Tutorial¶
Note
This tutorial is available as an IPython notebook here.
%matplotlib inline
import matplotlib.pyplot as plt
plt.style.use('ggplot')
from itertools import chain
import nltk
import sklearn
import scipy.stats
from sklearn.metrics import make_scorer
from sklearn.cross_validation import cross_val_score
from sklearn.grid_search import RandomizedSearchCV
import sklearn_crfsuite
from sklearn_crfsuite import scorers
from sklearn_crfsuite import metrics
Let’s use CoNLL 2002 data to build a NER system¶
CoNLL2002 corpus is available in NLTK. We use Spanish data.
nltk.corpus.conll2002.fileids()
['esp.testa', 'esp.testb', 'esp.train', 'ned.testa', 'ned.testb', 'ned.train']
%%time
train_sents = list(nltk.corpus.conll2002.iob_sents('esp.train'))
test_sents = list(nltk.corpus.conll2002.iob_sents('esp.testb'))

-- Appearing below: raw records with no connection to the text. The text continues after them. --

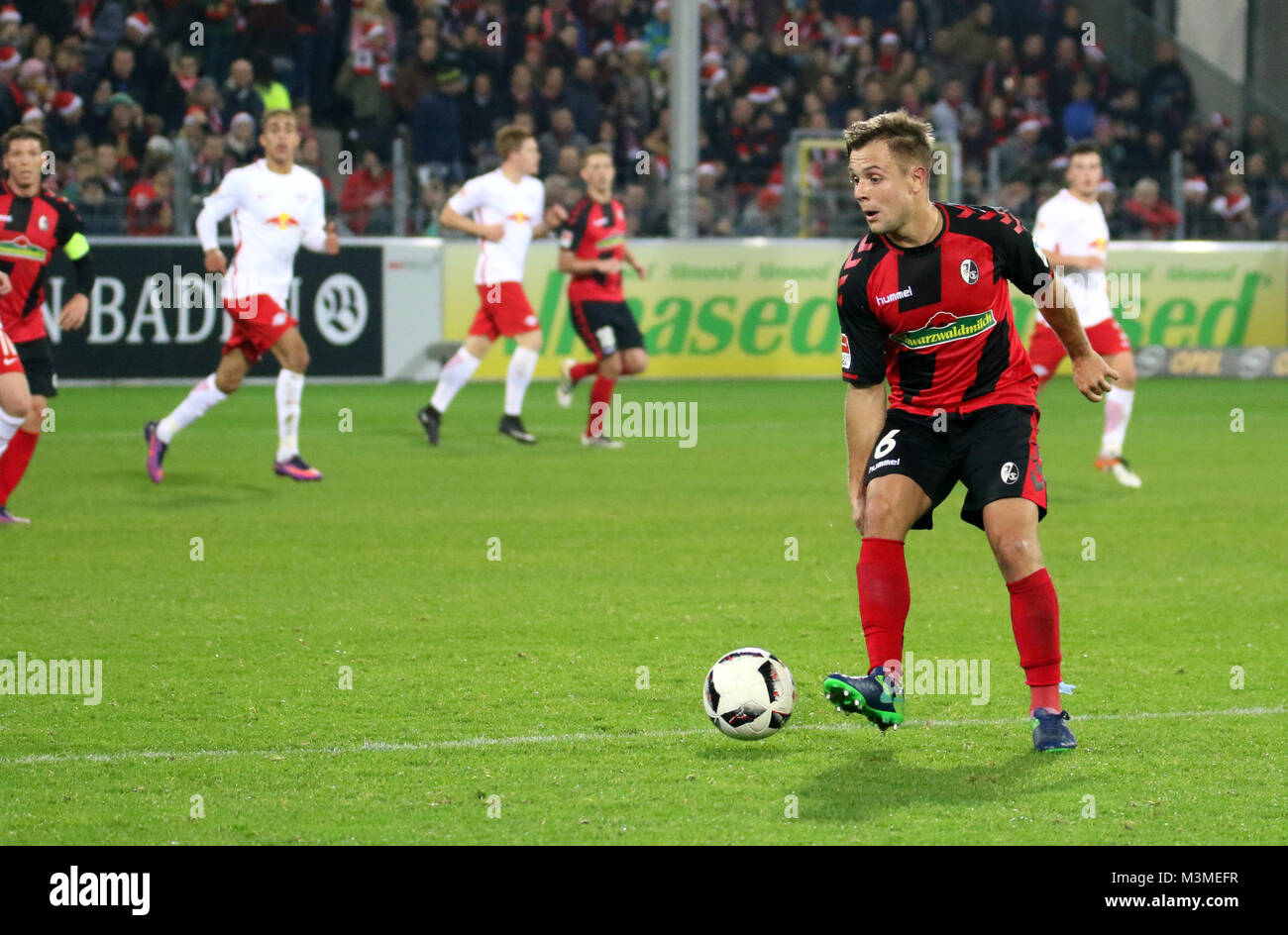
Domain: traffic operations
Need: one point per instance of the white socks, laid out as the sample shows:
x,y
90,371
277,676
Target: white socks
x,y
518,377
456,373
9,427
193,407
1117,415
290,388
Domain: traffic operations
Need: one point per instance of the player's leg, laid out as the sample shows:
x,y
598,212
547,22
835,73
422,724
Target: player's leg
x,y
1044,353
38,363
17,456
572,372
209,391
467,360
616,338
1012,526
1111,343
909,460
292,353
14,394
1006,497
518,376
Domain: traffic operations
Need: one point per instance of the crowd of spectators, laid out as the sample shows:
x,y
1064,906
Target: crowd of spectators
x,y
130,91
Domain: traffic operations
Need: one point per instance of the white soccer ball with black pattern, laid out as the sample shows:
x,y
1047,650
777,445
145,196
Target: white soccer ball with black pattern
x,y
748,694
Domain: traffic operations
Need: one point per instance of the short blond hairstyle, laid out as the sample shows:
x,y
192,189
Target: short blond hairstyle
x,y
911,141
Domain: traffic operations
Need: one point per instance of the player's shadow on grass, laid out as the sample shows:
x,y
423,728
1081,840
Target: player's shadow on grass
x,y
872,783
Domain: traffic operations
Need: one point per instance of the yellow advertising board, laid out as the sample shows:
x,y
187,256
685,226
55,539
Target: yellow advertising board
x,y
739,308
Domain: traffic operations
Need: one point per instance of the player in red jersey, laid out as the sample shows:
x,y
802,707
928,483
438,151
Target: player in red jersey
x,y
592,249
923,303
33,224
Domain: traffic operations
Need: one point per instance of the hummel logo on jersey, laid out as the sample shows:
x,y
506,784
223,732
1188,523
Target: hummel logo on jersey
x,y
894,296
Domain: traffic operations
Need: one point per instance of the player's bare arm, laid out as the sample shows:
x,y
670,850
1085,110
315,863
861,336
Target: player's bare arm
x,y
864,415
458,222
1091,375
571,262
632,262
555,215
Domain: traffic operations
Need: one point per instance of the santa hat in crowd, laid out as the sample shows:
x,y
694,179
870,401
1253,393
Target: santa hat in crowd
x,y
67,103
140,21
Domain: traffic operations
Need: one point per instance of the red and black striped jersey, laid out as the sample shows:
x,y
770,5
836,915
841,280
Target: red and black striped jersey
x,y
595,231
936,320
31,228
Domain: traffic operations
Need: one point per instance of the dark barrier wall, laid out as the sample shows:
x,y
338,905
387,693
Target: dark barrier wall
x,y
154,313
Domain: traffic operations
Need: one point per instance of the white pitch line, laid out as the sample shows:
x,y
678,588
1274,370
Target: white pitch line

CPU times: user 2.91 s, sys: 108 ms, total: 3.02 s
Wall time: 3.13 s
train_sents[0]
[('Melbourne', 'NP', 'B-LOC'),
('(', 'Fpa', 'O'),
('Australia', 'NP', 'B-LOC'),
(')', 'Fpt', 'O'),
(',', 'Fc', 'O'),
('25', 'Z', 'O'),
('may', 'NC', 'O'),
('(', 'Fpa', 'O'),
('EFE', 'NC', 'B-ORG'),
(')', 'Fpt', 'O'),
('.', 'Fp', 'O')]
Features¶
Next, define some features. In this example we use word identity, word suffix, word shape and word POS tag; also, some information from nearby words is used.

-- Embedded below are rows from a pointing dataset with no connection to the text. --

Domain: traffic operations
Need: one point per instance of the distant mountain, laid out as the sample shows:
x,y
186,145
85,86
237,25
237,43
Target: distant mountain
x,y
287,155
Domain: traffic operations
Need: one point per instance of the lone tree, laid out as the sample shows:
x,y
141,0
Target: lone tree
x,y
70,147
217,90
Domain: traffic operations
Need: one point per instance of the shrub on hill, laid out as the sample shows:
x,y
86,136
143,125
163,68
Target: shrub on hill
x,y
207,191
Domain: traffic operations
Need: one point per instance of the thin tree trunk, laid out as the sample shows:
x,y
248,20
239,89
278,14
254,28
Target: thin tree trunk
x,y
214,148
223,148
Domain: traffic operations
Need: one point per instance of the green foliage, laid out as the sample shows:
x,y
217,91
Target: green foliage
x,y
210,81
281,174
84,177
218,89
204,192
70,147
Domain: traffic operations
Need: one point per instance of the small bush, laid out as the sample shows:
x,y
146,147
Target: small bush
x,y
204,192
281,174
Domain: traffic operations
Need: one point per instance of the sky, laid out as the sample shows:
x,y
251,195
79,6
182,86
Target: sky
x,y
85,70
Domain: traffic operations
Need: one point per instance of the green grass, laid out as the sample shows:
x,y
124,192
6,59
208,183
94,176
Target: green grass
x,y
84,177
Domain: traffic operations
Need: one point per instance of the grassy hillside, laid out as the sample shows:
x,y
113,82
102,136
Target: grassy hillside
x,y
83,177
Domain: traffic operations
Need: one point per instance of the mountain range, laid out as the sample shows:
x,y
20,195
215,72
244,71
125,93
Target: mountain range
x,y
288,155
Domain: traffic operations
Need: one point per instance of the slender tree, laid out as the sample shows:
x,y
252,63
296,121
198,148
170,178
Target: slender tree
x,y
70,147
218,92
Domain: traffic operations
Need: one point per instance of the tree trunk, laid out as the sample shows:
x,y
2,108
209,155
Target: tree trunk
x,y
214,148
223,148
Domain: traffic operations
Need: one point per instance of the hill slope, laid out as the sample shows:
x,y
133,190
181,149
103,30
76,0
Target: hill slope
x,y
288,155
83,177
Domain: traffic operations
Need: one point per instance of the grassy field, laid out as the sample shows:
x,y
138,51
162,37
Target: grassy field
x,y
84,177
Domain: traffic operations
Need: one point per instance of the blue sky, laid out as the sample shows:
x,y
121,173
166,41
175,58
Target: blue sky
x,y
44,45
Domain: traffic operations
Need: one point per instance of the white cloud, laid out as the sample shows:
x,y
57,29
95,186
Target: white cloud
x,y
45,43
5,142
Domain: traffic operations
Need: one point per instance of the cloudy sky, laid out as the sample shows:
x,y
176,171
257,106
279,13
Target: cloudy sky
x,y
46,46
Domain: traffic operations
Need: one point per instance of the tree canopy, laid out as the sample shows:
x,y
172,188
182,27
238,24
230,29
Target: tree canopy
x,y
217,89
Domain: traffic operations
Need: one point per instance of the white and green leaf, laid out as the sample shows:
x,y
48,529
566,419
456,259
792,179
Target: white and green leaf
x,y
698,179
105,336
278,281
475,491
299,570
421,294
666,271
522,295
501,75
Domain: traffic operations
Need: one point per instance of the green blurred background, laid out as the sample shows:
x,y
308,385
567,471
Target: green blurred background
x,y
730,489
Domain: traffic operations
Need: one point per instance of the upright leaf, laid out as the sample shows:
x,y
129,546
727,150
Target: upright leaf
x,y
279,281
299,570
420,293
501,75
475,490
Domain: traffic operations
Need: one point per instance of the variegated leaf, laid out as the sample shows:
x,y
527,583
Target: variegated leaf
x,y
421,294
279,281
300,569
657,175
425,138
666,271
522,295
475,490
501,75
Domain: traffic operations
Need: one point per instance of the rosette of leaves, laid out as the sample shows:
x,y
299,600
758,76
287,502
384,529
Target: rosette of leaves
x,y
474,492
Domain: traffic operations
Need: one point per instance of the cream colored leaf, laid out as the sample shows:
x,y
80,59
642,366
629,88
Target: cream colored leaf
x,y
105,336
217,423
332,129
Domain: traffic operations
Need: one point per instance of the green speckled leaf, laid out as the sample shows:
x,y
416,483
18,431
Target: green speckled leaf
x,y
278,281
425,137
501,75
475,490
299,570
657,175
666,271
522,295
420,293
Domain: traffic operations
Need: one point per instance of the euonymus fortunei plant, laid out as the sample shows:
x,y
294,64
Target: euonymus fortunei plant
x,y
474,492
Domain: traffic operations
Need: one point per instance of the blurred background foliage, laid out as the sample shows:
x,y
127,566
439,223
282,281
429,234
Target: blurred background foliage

This makes a simple baseline, but you certainly can add and remove some features to get (much?) better results - experiment with it.
sklearn-crfsuite (and python-crfsuite) supports several feature formats; here we use feature dicts.

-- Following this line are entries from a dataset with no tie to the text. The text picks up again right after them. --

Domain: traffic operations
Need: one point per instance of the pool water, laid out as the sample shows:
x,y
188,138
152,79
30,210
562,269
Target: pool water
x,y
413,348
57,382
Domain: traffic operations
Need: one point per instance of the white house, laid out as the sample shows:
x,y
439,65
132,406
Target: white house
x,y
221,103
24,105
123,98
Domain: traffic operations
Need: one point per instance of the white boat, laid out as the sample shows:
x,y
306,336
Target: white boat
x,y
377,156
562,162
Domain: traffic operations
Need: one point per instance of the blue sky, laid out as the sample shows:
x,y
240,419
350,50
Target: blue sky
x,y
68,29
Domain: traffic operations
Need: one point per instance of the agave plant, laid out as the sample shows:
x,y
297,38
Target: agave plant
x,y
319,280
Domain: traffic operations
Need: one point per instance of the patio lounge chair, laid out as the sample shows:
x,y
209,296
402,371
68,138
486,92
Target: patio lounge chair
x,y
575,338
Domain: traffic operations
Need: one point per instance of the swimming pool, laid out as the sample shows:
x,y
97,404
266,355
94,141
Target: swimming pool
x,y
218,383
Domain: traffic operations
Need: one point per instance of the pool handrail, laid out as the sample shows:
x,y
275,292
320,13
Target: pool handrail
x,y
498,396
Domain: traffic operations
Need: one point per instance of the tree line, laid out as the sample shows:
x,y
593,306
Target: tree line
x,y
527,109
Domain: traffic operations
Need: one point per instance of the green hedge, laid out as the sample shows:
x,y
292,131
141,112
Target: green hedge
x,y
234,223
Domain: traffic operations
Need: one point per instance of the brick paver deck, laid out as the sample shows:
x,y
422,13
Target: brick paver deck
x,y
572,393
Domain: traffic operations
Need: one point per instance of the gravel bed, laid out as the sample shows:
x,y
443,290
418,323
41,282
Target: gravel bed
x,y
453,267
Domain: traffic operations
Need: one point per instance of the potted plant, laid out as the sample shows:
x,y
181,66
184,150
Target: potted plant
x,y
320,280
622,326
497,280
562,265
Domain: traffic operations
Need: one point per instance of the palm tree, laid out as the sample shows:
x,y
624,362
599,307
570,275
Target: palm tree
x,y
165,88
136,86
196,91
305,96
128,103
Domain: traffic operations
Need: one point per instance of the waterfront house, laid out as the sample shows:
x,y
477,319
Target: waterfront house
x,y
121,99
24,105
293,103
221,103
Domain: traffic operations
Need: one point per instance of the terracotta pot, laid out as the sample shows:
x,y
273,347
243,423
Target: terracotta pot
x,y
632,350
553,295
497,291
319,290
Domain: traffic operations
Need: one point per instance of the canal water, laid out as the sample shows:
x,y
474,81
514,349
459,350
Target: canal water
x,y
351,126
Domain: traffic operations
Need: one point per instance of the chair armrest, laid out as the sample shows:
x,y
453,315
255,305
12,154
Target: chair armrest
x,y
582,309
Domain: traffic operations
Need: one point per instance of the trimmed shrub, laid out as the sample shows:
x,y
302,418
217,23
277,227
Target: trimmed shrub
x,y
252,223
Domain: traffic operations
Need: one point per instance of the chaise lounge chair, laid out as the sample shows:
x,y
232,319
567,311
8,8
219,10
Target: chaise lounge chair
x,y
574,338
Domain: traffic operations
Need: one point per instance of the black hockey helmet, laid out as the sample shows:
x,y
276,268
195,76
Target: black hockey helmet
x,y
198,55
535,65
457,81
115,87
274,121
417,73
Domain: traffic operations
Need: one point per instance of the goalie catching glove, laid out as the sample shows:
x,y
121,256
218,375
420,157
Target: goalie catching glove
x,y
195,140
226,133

def word2features(sent, i):
word = sent[i][0]
postag = sent[i][1]
features = {
'bias': 1.0,
'word.lower()': word.lower(),
'word[-3:]': word[-3:],
'word[-2:]': word[-2:],
'word.isupper()': word.isupper(),
'word.istitle()': word.istitle(),
'word.isdigit()': word.isdigit(),
'postag': postag,
'postag[:2]': postag[:2],
}
if i > 0:
word1 = sent[i-1][0]
postag1 = sent[i-1][1]
features.update({
'-1:word.lower()': word1.lower(),
'-1:word.istitle()': word1.istitle(),
'-1:word.isupper()': word1.isupper(),
'-1:postag': postag1,
'-1:postag[:2]': postag1[:2],
})
else:
features['BOS'] = True
if i < len(sent)-1:
word1 = sent[i+1][0]
postag1 = sent[i+1][1]
features.update({
'+1:word.lower()': word1.lower(),
'+1:word.istitle()': word1.istitle(),
'+1:word.isupper()': word1.isupper(),
'+1:postag': postag1,
'+1:postag[:2]': postag1[:2],
})
else:
features['EOS'] = True
return features
def sent2features(sent):
return [word2features(sent, i) for i in range(len(sent))]
def sent2labels(sent):
return [label for token, postag, label in sent]
def sent2tokens(sent):
return [token for token, postag, label in sent]
This is what word2features extracts:
sent2features(train_sents[0])[0]
{'+1:postag': 'Fpa',
'+1:postag[:2]': 'Fp',
'+1:word.istitle()': False,
'+1:word.isupper()': False,
'+1:word.lower()': '(',
'BOS': True,
'bias': 1.0,
'postag': 'NP',
'postag[:2]': 'NP',
'word.isdigit()': False,
'word.istitle()': True,
'word.isupper()': False,
'word.lower()': 'melbourne',
'word[-2:]': 'ne',
'word[-3:]': 'rne'}
Extract features from the data:
%%time
X_train = [sent2features(s) for s in train_sents]
y_train = [sent2labels(s) for s in train_sents]
X_test = [sent2features(s) for s in test_sents]
y_test = [sent2labels(s) for s in test_sents]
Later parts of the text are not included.